DUG Faces HPC Challenges but Boosts Services Order Book by 30% Amid Expansion
DUG Technology reported a 23% surge in software revenue and a 15% rise in EBITDA for FY25-Q3, underpinned by strong services order growth and strategic expansion into Brazil.
- 23% software revenue growth in FY25-Q3
- 15% increase in EBITDA to US$5.3 million
- Services order book expands 30% to US$42.7 million
- Brazilian joint venture established to boost market access
- HPC segment underperforms but remains profitable after cost cuts
Financial Performance Highlights
DUG Technology Ltd (ASX: DUG) has delivered a robust FY25-Q3 performance, with total revenue of US$16.5 million, slightly down 6% year-on-year but marked by a standout 23% growth in its Software division. EBITDA rose 15% to US$5.3 million, reflecting operational efficiencies and a stable cost base. Operating cash inflows of US$3.3 million and a healthy cash balance of US$16.3 million underpin the company’s solid financial footing.
Services Segment: Order Book Expansion and New Technology Adoption
Despite a 9% dip in Services revenue to US$13.2 million, DUG’s Services order book surged 30% to US$42.7 million, fueled by US$22.7 million in new project awards during the quarter. Notably, the company secured its first Elastic Multi-Parameter Full Waveform Inversion (MP-FWI) contracts, a milestone following the product’s August 2024 launch. Early pilot projects have exceeded expectations, positioning elastic MP-FWI as a potential game-changer in seismic imaging.

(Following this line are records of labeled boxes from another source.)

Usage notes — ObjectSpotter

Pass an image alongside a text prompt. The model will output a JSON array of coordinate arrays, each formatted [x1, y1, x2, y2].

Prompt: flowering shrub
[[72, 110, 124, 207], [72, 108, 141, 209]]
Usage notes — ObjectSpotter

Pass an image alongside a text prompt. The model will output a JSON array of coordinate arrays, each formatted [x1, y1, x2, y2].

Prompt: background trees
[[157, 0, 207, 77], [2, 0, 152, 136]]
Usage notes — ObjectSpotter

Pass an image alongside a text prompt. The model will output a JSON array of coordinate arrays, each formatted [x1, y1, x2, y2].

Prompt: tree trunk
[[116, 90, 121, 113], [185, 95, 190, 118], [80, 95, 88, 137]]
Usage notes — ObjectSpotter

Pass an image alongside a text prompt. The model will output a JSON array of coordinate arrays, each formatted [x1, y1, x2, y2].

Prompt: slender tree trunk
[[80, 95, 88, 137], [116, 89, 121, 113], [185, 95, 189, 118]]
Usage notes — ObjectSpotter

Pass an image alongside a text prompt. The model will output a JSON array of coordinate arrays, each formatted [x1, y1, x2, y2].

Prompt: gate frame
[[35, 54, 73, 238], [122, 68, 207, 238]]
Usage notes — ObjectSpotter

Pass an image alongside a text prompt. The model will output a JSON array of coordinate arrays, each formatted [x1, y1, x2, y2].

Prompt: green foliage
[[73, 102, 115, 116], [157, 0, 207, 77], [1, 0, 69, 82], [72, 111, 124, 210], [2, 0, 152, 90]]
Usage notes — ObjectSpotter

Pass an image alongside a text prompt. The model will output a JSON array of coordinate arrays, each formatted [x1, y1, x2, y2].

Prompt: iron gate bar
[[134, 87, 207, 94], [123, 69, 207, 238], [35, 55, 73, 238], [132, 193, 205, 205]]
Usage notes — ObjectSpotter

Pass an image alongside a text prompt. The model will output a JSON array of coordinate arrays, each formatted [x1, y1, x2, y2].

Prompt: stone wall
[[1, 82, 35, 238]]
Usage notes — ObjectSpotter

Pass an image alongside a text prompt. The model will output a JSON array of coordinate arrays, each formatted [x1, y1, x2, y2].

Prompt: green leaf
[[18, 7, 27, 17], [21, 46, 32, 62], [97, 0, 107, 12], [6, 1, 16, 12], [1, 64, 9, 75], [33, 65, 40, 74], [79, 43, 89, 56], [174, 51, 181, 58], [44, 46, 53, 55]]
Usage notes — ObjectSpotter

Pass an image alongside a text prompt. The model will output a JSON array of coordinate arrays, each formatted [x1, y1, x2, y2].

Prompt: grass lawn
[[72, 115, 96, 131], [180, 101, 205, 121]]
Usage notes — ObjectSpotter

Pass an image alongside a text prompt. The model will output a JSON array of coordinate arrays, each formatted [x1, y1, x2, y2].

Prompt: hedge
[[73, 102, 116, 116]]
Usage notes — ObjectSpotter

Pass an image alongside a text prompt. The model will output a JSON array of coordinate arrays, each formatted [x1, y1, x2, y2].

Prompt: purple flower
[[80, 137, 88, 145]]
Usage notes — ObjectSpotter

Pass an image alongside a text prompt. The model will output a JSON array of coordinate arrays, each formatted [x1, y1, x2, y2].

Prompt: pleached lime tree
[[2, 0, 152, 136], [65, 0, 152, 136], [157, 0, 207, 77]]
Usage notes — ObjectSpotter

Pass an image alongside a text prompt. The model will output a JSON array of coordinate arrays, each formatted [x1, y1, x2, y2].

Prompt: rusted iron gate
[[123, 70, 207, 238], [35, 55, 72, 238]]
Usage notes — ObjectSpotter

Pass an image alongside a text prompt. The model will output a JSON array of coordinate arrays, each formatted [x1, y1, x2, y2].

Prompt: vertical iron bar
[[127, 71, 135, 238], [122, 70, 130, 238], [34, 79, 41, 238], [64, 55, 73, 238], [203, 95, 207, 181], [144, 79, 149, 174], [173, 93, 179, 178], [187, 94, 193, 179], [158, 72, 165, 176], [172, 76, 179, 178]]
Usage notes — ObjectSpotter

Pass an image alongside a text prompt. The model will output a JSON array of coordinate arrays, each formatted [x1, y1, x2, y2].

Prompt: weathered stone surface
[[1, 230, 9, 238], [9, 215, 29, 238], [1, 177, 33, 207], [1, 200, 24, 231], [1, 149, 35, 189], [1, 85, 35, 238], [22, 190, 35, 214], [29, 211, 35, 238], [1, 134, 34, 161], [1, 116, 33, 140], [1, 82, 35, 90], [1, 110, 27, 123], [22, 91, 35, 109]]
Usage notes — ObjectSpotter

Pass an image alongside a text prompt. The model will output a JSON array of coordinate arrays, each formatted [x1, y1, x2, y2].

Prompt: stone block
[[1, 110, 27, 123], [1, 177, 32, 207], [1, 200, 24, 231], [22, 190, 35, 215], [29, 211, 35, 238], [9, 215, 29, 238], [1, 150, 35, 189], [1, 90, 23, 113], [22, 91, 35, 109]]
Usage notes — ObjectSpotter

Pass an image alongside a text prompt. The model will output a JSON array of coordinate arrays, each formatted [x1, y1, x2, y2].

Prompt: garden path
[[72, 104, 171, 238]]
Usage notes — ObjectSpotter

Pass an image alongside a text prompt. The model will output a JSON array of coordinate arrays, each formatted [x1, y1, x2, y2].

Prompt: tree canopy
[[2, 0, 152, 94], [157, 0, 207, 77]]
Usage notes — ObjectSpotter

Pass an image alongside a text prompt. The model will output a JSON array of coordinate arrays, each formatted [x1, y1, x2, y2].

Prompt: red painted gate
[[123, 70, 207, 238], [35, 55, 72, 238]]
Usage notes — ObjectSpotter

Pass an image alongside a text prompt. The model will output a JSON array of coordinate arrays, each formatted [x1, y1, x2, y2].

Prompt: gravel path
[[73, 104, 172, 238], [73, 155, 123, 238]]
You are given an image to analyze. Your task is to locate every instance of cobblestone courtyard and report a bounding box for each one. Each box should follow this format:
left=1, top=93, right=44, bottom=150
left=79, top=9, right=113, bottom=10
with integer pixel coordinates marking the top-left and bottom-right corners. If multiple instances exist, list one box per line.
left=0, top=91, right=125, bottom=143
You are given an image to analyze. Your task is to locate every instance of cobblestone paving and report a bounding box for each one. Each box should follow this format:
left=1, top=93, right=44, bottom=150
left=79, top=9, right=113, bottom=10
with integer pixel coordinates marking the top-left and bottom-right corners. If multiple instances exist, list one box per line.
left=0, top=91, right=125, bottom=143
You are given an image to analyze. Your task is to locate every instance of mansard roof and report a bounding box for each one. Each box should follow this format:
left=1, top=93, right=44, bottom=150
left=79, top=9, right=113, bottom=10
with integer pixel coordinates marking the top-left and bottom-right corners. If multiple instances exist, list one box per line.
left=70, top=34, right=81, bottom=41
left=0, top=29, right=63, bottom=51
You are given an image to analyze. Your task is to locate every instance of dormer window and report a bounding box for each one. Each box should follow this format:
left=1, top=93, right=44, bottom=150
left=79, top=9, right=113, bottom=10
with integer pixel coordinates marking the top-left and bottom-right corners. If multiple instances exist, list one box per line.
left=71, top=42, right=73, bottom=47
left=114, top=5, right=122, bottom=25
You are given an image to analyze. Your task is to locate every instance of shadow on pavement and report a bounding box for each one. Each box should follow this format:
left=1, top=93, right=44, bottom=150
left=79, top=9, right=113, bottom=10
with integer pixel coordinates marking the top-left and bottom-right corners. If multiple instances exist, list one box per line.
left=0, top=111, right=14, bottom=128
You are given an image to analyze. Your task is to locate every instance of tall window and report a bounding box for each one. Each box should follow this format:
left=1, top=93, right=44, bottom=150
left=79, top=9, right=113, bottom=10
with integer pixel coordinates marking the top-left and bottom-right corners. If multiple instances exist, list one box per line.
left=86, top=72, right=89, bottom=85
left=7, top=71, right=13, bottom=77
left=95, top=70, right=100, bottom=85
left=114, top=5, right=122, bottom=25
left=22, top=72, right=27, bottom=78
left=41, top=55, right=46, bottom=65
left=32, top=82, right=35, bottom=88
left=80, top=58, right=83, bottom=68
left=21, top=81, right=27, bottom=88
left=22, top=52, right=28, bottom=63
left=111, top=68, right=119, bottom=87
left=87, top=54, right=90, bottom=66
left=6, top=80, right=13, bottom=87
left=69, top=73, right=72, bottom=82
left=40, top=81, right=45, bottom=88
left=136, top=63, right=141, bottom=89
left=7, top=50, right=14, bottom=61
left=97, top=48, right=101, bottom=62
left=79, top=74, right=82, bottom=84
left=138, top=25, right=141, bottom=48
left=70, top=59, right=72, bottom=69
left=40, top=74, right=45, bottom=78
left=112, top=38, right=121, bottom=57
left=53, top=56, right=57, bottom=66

Strategic Expansion: Brazilian Joint Venture
In a strategic move to accelerate growth in a key oil and gas region, DUG finalized a joint venture in Brazil in early April 2025. Partnering with a seasoned Brazilian oil and gas executive, the JV aims to fast-track market entry and tender submissions to major national and independent players. This local presence is expected to enhance DUG’s competitive positioning in one of the world’s most active energy markets.
Software Momentum and HPC Challenges
The Software business continues to impress, driven by strong sales of the DUG Insight processing and imaging modules. These tools, widely used internally, are gaining traction among independent oil and gas companies and geoscience firms, reinforcing DUG Insight’s reputation for technical excellence. Conversely, the High Performance Computing (HPC) unit underperformed, with revenue down 32%. Management has implemented cost-cutting measures to maintain profitability, and new on-demand clients have been signed, laying groundwork for future revenue stability.
Innovations and Industry Partnerships
DUG’s immersion cooling technology, licensed to Baltimore Aircoil Company under the COBALT brand, continues to advance the company’s edge computing capabilities. Meanwhile, the DUG Nomad sales pipeline is progressing steadily, with efforts to expand channel partnerships ongoing. Managing Director Dr Matthew Lamont highlighted the company’s confidence in elastic MP-FWI as the seismic processing future, emphasizing the strong software growth as just the beginning of DUG’s potential.
Bottom Line?
DUG’s FY25-Q3 results signal a pivotal shift towards software-led growth and strategic market expansion, setting the stage for the next phase of innovation and commercial traction.
Questions in the middle?
- How will the Brazilian joint venture impact DUG’s revenue and market share in FY26?
- Can elastic MP-FWI technology scale rapidly enough to offset Services revenue softness?
- What is the outlook for HPC segment recovery amid ongoing cost rationalization?